In a statement released on Friday, the government announced a series of measures to “deal with embezzlement, crime and economic sabotage”, including the suspension of stock market and mobile phone transactions.

Its information secretary Nick Mangwana notably called into question a “flourishing black market of currencies” which made fall, according to him, the value of the Zimbabwean dollar compared to the American dollar.

The exchange rate for the greenback against the local currency, officially set at 57 Zimbabwe dollars, has shrunk to 100 due to these practices, said Mangwana.

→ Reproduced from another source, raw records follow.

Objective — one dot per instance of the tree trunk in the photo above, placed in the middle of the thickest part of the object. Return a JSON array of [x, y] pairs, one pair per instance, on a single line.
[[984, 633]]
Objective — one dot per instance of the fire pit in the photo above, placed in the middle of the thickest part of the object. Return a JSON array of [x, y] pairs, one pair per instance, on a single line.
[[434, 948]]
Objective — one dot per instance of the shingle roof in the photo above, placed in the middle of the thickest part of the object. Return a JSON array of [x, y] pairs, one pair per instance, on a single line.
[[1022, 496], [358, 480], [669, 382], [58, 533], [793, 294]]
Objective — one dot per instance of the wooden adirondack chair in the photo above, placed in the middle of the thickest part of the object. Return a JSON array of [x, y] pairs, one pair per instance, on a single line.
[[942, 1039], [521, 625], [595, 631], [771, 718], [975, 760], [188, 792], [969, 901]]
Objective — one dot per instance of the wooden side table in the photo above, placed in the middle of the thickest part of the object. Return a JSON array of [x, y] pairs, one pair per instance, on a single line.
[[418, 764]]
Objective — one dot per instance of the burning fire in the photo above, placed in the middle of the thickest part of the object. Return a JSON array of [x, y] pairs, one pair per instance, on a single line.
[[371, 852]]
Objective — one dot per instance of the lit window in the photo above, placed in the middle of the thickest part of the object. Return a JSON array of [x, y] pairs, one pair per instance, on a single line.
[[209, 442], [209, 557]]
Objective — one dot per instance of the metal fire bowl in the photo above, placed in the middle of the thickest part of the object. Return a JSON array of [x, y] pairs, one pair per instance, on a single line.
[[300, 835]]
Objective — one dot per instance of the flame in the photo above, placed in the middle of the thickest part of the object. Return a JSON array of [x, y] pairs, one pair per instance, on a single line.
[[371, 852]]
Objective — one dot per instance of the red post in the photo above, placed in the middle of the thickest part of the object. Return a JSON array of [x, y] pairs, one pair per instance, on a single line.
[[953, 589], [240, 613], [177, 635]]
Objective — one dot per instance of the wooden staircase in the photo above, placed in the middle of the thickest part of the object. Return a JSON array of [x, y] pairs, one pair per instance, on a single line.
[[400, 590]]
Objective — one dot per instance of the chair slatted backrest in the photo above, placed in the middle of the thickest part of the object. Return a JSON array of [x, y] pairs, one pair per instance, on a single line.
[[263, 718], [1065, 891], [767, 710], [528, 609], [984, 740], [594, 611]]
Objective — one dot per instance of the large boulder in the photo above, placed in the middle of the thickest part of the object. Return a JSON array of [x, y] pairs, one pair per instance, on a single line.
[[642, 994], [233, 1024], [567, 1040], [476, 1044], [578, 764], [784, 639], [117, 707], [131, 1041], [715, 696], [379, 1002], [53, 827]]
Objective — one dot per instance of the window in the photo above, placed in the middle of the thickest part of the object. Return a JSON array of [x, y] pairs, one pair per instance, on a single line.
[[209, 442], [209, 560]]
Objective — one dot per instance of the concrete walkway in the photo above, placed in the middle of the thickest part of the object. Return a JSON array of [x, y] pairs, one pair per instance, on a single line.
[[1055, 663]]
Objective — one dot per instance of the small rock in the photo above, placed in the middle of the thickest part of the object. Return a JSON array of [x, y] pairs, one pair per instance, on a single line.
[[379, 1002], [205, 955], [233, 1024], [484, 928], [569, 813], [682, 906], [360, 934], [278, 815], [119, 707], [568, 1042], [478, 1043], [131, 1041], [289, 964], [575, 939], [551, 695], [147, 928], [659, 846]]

The government “has irrefutable information (according to which) the system of transactions by telephone takes part deliberately or fortuitously, with the assistance of the stock exchange of Zimbabwe, in activities which sabotage the economy”, had added the official.

– Hyperinflation –

Due to the scarcity of liquidity, most of the transactions, particularly purchases in shops, are made by telephone.

The speculation “feeds the rising prices of goods and services that are disrupting the economy and causing hardship for the people of Zimbabwe,” said Mangawna.

Annual inflation has peaked at 785.6%, according to the latest official statistics.

The price of a loaf of bread has almost doubled in a few weeks, from 38 Zimbabwe dollars in May to 61 (0.7 to 1.1 US dollars) today. The 10-kilo bag of cornmeal now sells for Zimbabwe dollars 320, up from 250 in May.

Last Wednesday, the price of fuel at the pump soared by almost 150%.

Combined with recurrent drought for several seasons, the return of hyperinflation has placed half of the country’s 15 million inhabitants in a situation of food insecurity, according to the UN.

President Emmerson Mnangagwa succeeded Robert Mugabe, in power for thirty-seven years, in 2017, pledging to revive the economic machine. His promises have not been kept.

In a speech recently made to officials of the ruling party, Mnangagwa also accused “political detractors” whom he did not name, accusing them of a “harmful project”.

The outlook for the Zimbabwean economy was further clouded with the Covid-19 pandemic. The World Bank is already counting on a 10% contraction in gross domestic product (GDP) in 2020.